La maman se penche sur sa petite fille et remet une de ses mèches derrière l'oreille en lui caressant la joue.
A quoi penses-tu petite fleur ? Vers quoi les nuages t'emportent comme cela ?
Assise en tailleur par terre, la tête dans les mains et les yeux plongés dans le ciel, toute tranquille et détendue, les traits reposés et le regard vague, la petite fille n'entend pas la voix douce de sa maman, tressaille à peine sous sa caresse. Partie dans une petite bulle d'éternité, elle n'a que faire de ce qui se passe autour d'elle. Elle grandit, elle imagine, elle frémit aussi sans doute, laisse les lego des heures passées s'empiler et se ranger dans sa tête. Elle a tout le temps devant elle.
La maman s'éclipse et ferme la porte derrière elle. Sa petite fille est une rêveuse, elle est comme ça et après tout, pourquoi pas ? Elle aura bien le temps de se réveiller plus tard, la vie est longue et elle est au début du chemin.
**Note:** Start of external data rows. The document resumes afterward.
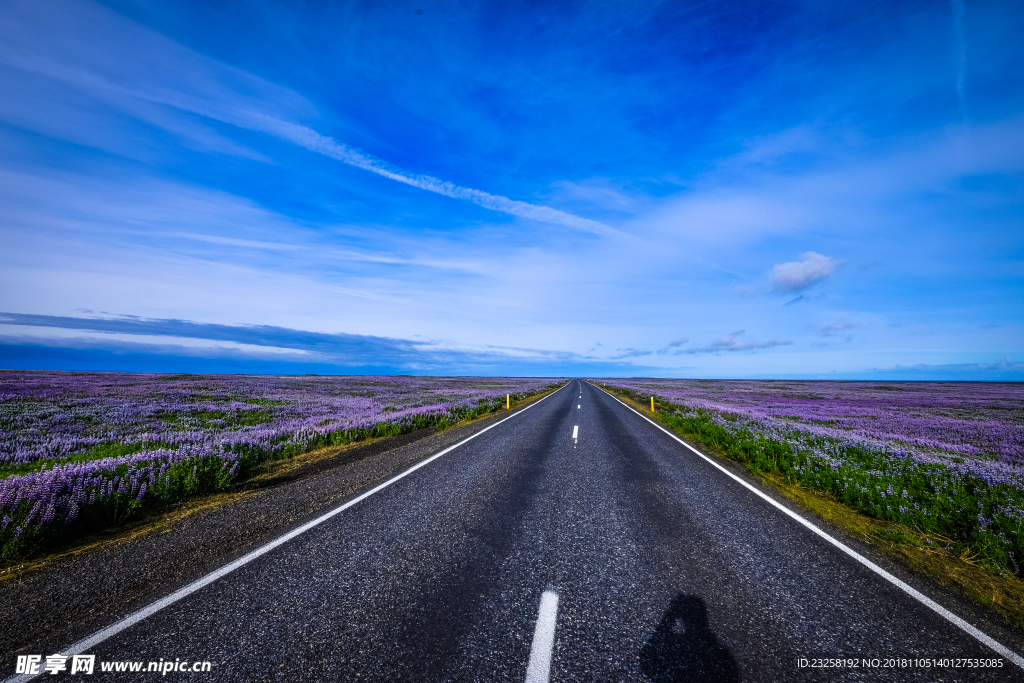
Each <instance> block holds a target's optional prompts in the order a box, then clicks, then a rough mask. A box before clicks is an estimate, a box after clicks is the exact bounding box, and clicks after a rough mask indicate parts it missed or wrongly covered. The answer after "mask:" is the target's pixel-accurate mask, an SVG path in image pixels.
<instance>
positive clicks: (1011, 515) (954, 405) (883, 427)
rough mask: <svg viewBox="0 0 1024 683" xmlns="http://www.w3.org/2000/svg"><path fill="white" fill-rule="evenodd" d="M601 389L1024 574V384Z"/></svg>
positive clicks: (712, 445) (776, 470)
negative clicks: (643, 407) (626, 394)
mask: <svg viewBox="0 0 1024 683" xmlns="http://www.w3.org/2000/svg"><path fill="white" fill-rule="evenodd" d="M595 383H597V384H599V385H600V384H605V385H606V386H607V387H608V388H616V389H620V390H625V391H626V392H628V395H631V396H632V397H634V398H636V399H638V400H640V401H642V402H644V404H646V400H647V399H649V397H650V396H654V397H655V401H656V402H657V403H659V405H660V408H659V411H658V419H659V420H660V421H662V422H663V423H665V424H668V425H669V426H672V427H674V428H676V429H678V430H680V431H681V432H682V433H684V434H687V435H689V436H690V437H691V438H694V439H696V440H698V441H701V442H703V443H706V444H708V445H711V446H713V447H715V449H718V450H719V451H720V452H723V453H725V454H726V455H728V456H729V457H730V458H734V459H736V460H738V461H739V462H742V463H744V464H746V465H748V466H749V467H752V468H753V469H754V470H755V471H765V472H770V473H774V474H780V475H782V476H783V477H784V478H785V479H786V480H788V481H791V482H796V483H800V484H801V485H803V486H806V487H808V488H812V489H816V490H820V492H825V493H827V494H829V495H831V496H834V497H835V498H836V499H837V500H839V501H841V502H843V503H845V504H847V505H849V506H850V507H853V508H855V509H858V510H860V511H862V512H865V513H867V514H869V515H871V516H873V517H877V518H880V519H885V520H888V521H892V522H897V523H899V524H902V525H903V526H904V527H906V528H909V529H914V530H916V531H918V532H926V533H931V535H934V536H935V539H937V540H939V541H938V542H939V543H940V545H943V546H945V547H946V549H947V550H950V551H953V552H954V553H956V554H957V555H962V556H976V557H979V558H980V559H979V561H980V562H982V563H983V564H985V565H986V566H988V567H989V568H990V569H992V570H993V571H1001V570H1006V569H1010V570H1012V571H1014V572H1015V573H1018V574H1022V575H1024V561H1022V560H1024V384H1018V383H998V384H996V383H981V382H958V383H954V382H948V383H940V382H895V383H880V382H820V381H720V380H714V381H713V380H660V379H649V380H648V379H639V380H595ZM927 543H930V544H932V543H936V541H935V540H933V539H929V540H928V541H927ZM965 554H966V555H965Z"/></svg>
Et puis, un jour, on grandit et notre temps est compté. On jongle en empilant plusieurs fois 24 heures en une journée. Il faut être efficace, rapide, décidé, opérationnel.
On apprend à maîtriser le temps masqué comme on respire : faire les courses en discutant avec une vieille copine au téléphone, lire dans le train du matin, déjeuner en surfant sur Internet, faire réciter une leçon en se faisant les ongles.
On se souvient qu'il faut souffler aussi un peu.
Alors on industrialise son repos du corps et de l'âme.
On apprend à méditer, on "prend du temps pour soi", on "décompresse" et on "se défoule". On apprend le "lâcher prise".
Comme si on avait enfoui Jean de la Lune trop loin en nous pour ne plus le retrouver.